Wednesday, February 13, 2013

A book for Ash Wednesday


Remember that you are dust and to dust you will return.

When I read the Rev. Kate Braestrup's memoir, Here If You Need Me: A True Story, I knew immediately that I wanted to write about it in the context of the Ash Wednesday admonition. Braestrup is a Unitarian Universalist minister who has found a vocation as chaplain to the Maine Warden Service. She is charged to bring comfort to families and the wardens themselves when the Maine wilderness claim victims, some ignorant of the hazards of the wild and some too intoxicated to use whatever brains God gave them. The job can be pretty gruesome.

But additionally, this book is about Braestrup's own trajectory from the sudden accidental death of her beloved partner, the father of her children, to seminary, and then to a new career of service. That is, it is about knowing that death is comes … and going on to live beyond death.

Her deceased husband, Drew, had wanted to go to seminary. She wrestled with whether her own choice to take up ministry was somehow an attempt to hang on to her dead partner and realized the answer was yes -- and no.
I do not dismiss the notion that I might have been trying to keep Drew with me by doing his work. Drew and I, as a long-partnered pair, did in some sense become intertwined elements of one richer whole. Together we made a family; together we chose our church and entered into the life of our faith community; and together we made our commitments to it. When we discussed his plan for the future, therefore, we had actually been discussing our plan. And I would cheerfully admit mine to be a hand-me-down calling -- I, a mere understudy for this God Gig -- were it not for an almost guilty self-awareness: I studied for the ministry because I wanted to be a minister.
Along with her children, she visited Drew's grave site, each time bringing a new stone to add to the marker. And then, eventually, she came to understand it was time to stop bringing the stones.
Drew's body went where all bodies -- my body, your body -- will eventually go. … we will all go into the dirt to become the dirt that welcomes those who come next.

…Faced with a significant loss, we might spend years piling and repiling stones, grooming the grave, contesting the will, making rooms, houses, whole lives into shrines. I suppose at some point this becomes unhealthy. It is an unnecessary waste of a human life to fling it onto a funeral pyre or to make of it a stone.

…Someday, the last stone must be placed, and we must walk away, but when? I think if I were my own minister, I would answer that question this way, and I won't pretend it isn't hard: Go ahead. Arrange and rearrange the stones on top of your beloved's grave. Keep arranging those stones for as long as it hurts to do it, then stop, Just before you really want to. Put the last stone on and walk away.

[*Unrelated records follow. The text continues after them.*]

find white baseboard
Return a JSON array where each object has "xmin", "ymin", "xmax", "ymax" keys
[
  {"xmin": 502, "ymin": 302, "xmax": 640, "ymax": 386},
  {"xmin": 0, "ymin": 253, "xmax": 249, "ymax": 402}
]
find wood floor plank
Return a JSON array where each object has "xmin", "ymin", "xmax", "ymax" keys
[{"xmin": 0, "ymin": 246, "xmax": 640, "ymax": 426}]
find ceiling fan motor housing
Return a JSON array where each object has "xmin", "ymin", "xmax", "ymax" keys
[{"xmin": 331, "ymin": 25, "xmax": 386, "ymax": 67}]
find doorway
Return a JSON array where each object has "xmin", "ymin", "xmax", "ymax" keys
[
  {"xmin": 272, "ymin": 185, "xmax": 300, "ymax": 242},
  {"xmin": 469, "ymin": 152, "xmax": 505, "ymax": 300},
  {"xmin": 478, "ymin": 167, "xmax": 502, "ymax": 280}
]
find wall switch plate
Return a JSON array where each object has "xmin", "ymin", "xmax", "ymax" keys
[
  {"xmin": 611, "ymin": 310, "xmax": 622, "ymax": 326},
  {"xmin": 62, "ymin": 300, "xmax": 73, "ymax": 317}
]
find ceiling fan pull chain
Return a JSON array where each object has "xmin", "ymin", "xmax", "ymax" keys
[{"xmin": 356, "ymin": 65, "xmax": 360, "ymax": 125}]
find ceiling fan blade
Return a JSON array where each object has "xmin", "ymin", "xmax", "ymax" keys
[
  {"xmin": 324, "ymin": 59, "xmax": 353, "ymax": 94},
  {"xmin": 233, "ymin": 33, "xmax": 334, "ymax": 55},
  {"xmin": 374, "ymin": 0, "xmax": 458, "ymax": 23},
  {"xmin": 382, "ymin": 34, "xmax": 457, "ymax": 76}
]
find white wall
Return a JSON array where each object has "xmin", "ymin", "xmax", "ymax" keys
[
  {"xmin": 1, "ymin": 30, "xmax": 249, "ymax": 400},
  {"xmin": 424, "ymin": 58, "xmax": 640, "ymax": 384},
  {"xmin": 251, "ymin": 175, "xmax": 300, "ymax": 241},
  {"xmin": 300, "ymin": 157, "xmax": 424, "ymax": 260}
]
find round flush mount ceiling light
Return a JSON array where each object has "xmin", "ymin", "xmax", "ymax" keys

Then light your candles to the living. Say your prayers for the living. Give your flowers to the living. Leave the stones where they are, but take your heart with you. Your heart is not a stone. True love demands that, like a bride with her bouquet, you toss your fragile glass heart into the waiting crowd of living hands and trust that they will catch it.
This book was suggested to me by a dear friend who several years ago lost his longtime spouse and admired best friend. I feel as if I'd been admitted to a window on how he has sought to come to terms with a grief whose depth I can only shy away from. Here's a little bit more from Braestrup on how she goes on:
Death alters the reality of our lives; the death of an intimate changes it completely. No part of my life, from my most ethereal notion; of God to the most mundane detail of tooth brushing, was the same after Drew died. Life consisted of one rending novelty after another, as anyone who has lost a spouse can attest. Still, as time went on, some of those novelties proved to be blessings. And, like anyone who has survived the death of an intimate, I had to learn to live with a paradox. If Drew had lived, I would not have gone to seminary, would not be ordained, would not have become the warden service chaplain. There are places that would have gone unvisited and friends I would never have met, friends I now can't imagine doing without. So while on one hand there is my darling Drew, whom I will never cease to love and never cease to long for, on the other hand, there is a wonderful life that I enjoy and am grateful for.
This seems a good starting point for the self-examination of Lent; what am I doing with the one life I have the chance to live?